Prazer é meu Iuri, de la pra cá a gente lançou o EP Hospital Hell e o Full Unfuckinstoppable, e fizemos algumas tours de divulgação deste discos assim como clipes. A banda esta muito bem, acabamos de voltar de uma tour norte americana que aconteceu em Novembro do ano passado e esse ano fizemos 3 shows no Brasil que deixou a gente bem feliz. Temos uma oferta de tour européia este ano, e a vontade de gravar o nosso próximo álbum. Então a banda esta indo legal.

2- É muito bom saber disso cara, esse álbum já tem algo sendo preparado?

Temos alguma coisa escrita, riffs, bases, mas ainda esta no estagio embrionário.

3- Falando sobre o Full Unfuckinstoppable, ele teve uma repercussão muito boa, foi exatamente oque a banda esperava dele?

Nós gostamos muito do Unfuckinstoppable, eu particularmente gosto demais, acho que é um disco mais punk do Sinners, mais direto, realmente tivemos ótimos reviews, não sei se alguma banda fica 100% satisfeita com todos os discos que gravam, mas acho que no minimo 80% nós ficamos.

4- Hoje se você pudesse mudar algo nele pra chegar aos 100%. Oque seria?

Talvez colocar mais algumas musicas para não ficar tão curto hahaha não sei, eu gosto muito do disco, talvez se em alguns anos você me perguntar isso de novo eu consigo te responder melhor…

5- A pergunta foi difícil mesmo hahaha. Cara hoje vocês são um símbolo do psychobilly no Brasil, vocês acreditam ter revolucionado este cenário no país?

Eu acho que não, acho que tem uma cena aonde tem várias bandas importantes ocupando o seu espaço, bandas como Ovos Presley, As Diabatz, The Brown Vampire Catz, Krappulas, Crazy horses, e o Sinners esta junto com todas elas, acho que por exemplo o kães Vadius foi muito mais revolucionário.

6- Jogo rápido:

4 bandas nacionais: Ovos Presley, Ratos de Porão, Garotos Podres e Kães Vadius

4 bandas internacionais:  The Cramps, Demented Are Go, Batmobile, Toy Dolls

1 cd: A Date with Elvis – The Cramps

1 livro: Estou lendo um livro do Oliver Stone – A história não contada dos Estados Unidos, recomendo.

Família: Família é o que te molda, tua primeira percepção do mundo, mas também pode vir a ser quem vc escolhe, o importante sempre é você estar feliz.

Psychobilly: Psychobilly é o que mantém a origem do rock até hoje, a transgressão, a rebeldia, o impuro, um chute no saco do conservadorismo.

Uma frase: Cabeça vazia oficina do diabo.

7- Como foi a tour ano passado? Passaram por muitas cidades? Quais foram os principais shows?

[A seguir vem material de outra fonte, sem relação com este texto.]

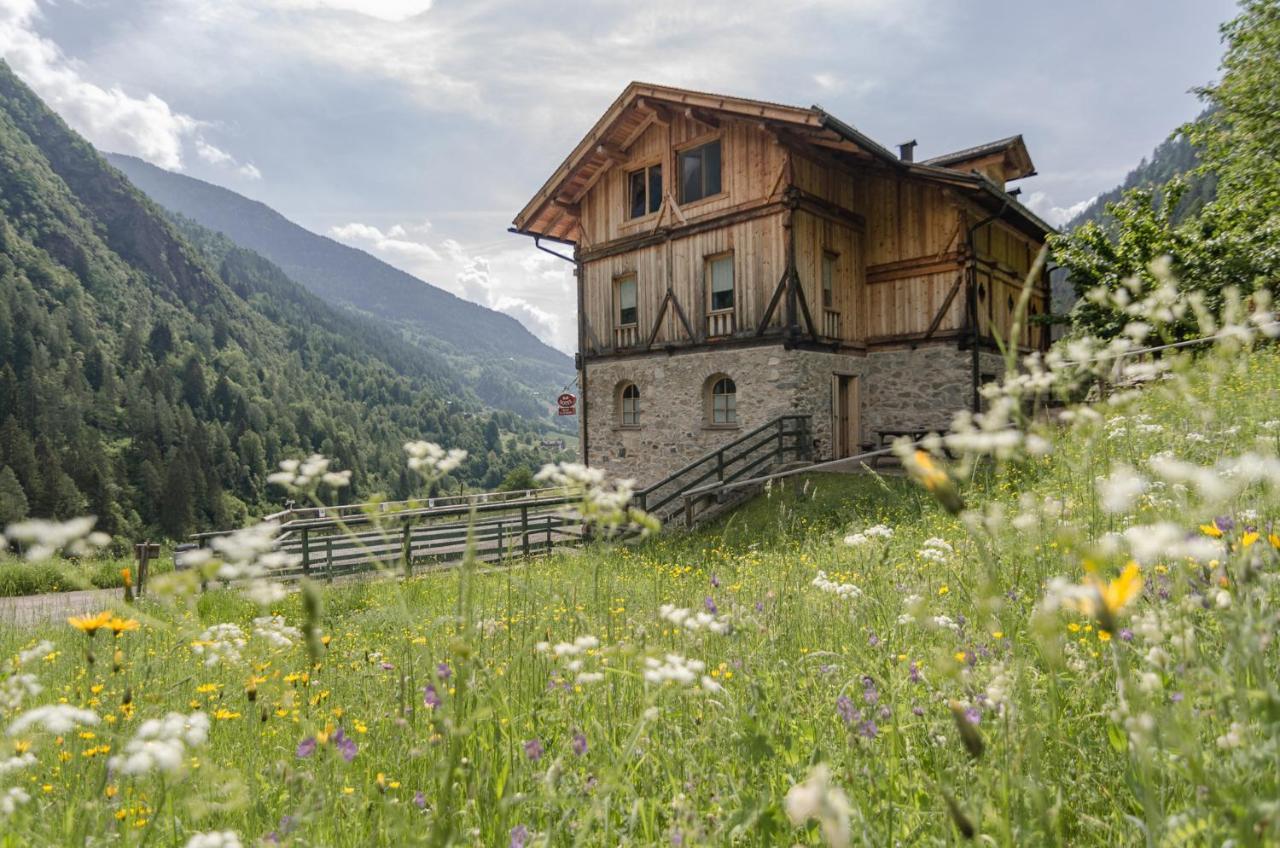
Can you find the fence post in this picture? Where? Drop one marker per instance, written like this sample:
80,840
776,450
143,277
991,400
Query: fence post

Acho que foram 11 datas, Los Angeles, San Diego, em Phoenix e Santa Ana foram os shows principais, sempre são shows legais para aqueles lados.

8- Das viagens a Europa/America, qual  foi  experiência que a SSS trouxe na bagagem?

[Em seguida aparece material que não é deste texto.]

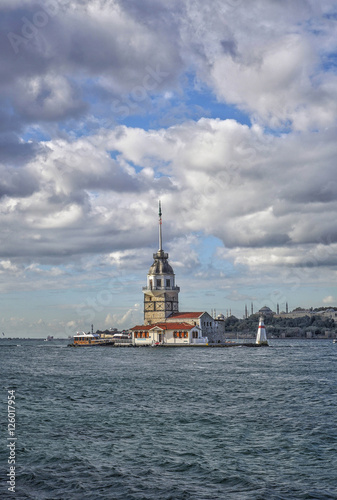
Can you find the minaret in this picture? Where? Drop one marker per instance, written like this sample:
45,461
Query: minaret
161,293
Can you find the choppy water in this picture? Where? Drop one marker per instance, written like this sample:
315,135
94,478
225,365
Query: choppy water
180,424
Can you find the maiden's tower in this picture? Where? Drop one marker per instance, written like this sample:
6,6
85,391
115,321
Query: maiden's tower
161,292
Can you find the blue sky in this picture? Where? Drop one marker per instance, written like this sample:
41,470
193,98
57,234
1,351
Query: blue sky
225,112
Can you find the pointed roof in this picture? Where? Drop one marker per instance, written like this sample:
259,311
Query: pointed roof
160,264
191,315
164,326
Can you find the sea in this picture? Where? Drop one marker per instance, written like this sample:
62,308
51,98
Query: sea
168,424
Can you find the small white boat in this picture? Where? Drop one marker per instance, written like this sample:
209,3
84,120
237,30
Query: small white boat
261,337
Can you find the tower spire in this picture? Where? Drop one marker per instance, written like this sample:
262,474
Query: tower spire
160,233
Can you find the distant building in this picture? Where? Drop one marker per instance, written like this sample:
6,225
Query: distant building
266,311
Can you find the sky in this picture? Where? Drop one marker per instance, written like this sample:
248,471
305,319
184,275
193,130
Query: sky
224,110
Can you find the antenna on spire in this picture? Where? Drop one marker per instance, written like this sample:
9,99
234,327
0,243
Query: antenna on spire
160,223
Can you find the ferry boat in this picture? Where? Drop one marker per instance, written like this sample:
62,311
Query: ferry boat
82,339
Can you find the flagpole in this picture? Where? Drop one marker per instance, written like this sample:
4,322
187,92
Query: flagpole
160,233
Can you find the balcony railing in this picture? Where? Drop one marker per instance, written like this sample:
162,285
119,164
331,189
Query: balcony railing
150,288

Na europa fizemos desde shows em pequenos bares, squats até festivais legais de psychobilly, para 3 mil pessoas, tocamos na Finlândia, Russia, Espanha, Suiça etc… então são várias experiencias de culturas diferentes de modos de organizar shows, tours, tudo diferente, comidas, bebidas, público … então a experiencia que você  acumula de tocar em aparelhagens completamente diferentes em espaços completamente diferentes é muito grande. Tem situações diversas que você acaba  se virando em qualquer lugar do mundo em qualquer situação. Mas acho que o mais importante é conhecer diversos países e culturas que acabam mostrando muito um mundo muito diferente, acho que é muito importante para uma maior compreensão do mundo.

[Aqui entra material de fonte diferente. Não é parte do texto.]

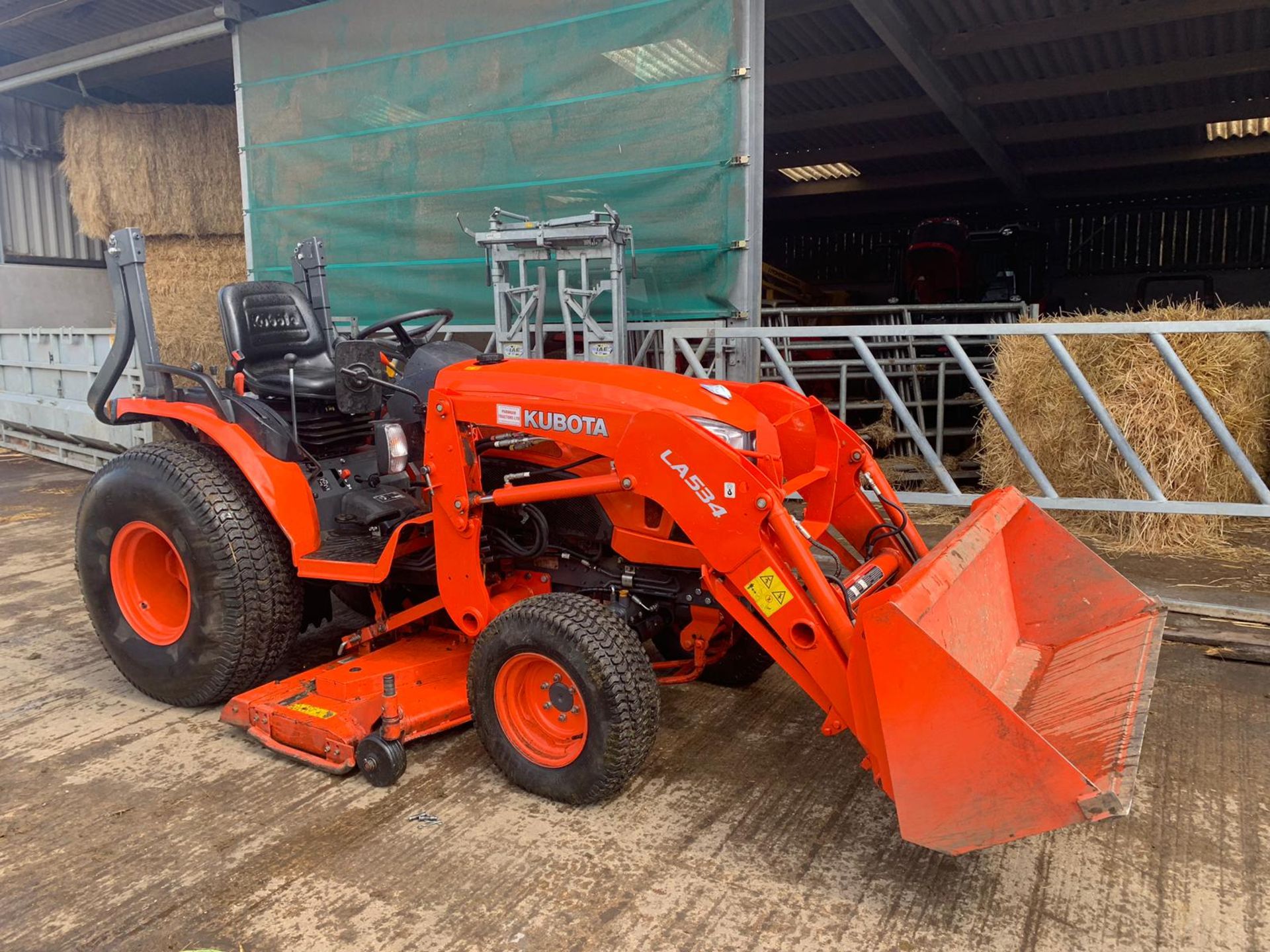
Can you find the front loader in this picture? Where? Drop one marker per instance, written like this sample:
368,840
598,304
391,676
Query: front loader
538,545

9- Os temas abordados pela SSS e pelo estilo em si, ainda são um tabu na sociedade.Um estilo que realmente não se deturpou com suas origens. Você crê que o Psychobilly sempre sera um estilo underground pela temática que possui?

Nem tudo é tão tabu mais nas letras do psychobilly, acho que se até o punk rock em algum momento foi vendido como um produto e popularizado, o próprio metal, quer dizer, a partir o momento que decidirem que o psychobilly pode ser comercializado, tem gente que vai apostar nisso.

10- Você acredita que esse momento esta distante ou próximo?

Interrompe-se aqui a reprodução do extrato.